Wissam Toubal

Personal information
- Born: 18 January 1984 (age 42)

Chess career
- Country: Algeria
- Title: Woman International Master (2005)
- FIDE rating: 1926 (February 2013)
- Peak rating: 2062 (July 2003)

= Wissam Toubal =

Algerian chess player (born 1984)

Wissam Toubal (born 18 January 1984) is an Algerian chess player who holds the FIDE title of Woman International Master (WIM, 2005).

==Biography==
Toubal participated in World Youth Chess Championships in various age groups. In 2001, in Cairo she won bronze medal in African Women's Chess Championship. In 2001, she participated in Women's World Chess Championship by knock-out system and in the first round lost to Alisa Galliamova. In 2003, Toubal played for Algeria in All-Africa Games chess tournament and won team and individual gold medals.
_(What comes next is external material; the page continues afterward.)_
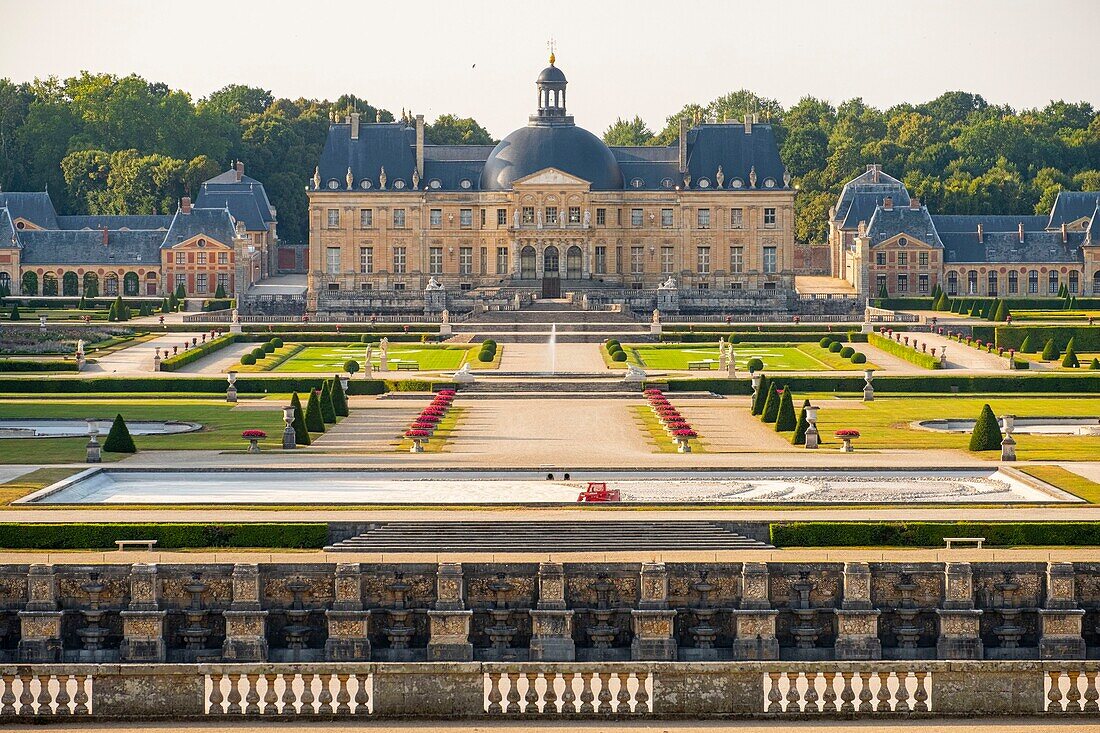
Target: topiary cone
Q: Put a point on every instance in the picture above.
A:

In 2005, she won 3rd place in the Women's World Chess Championship Africa Zonal tournament.

She played for Algeria in the Women's Chess Olympiads:
- In 2002, at first reserve board in the 35th Chess Olympiad (women) in Bled (+1, =2, -2).
- In 2006, at first board in the 37th Chess Olympiad (women) in Turin (+6, =0, -6).

In 2005, Toubal was awarded the FIDE Woman International Master (WIM) title.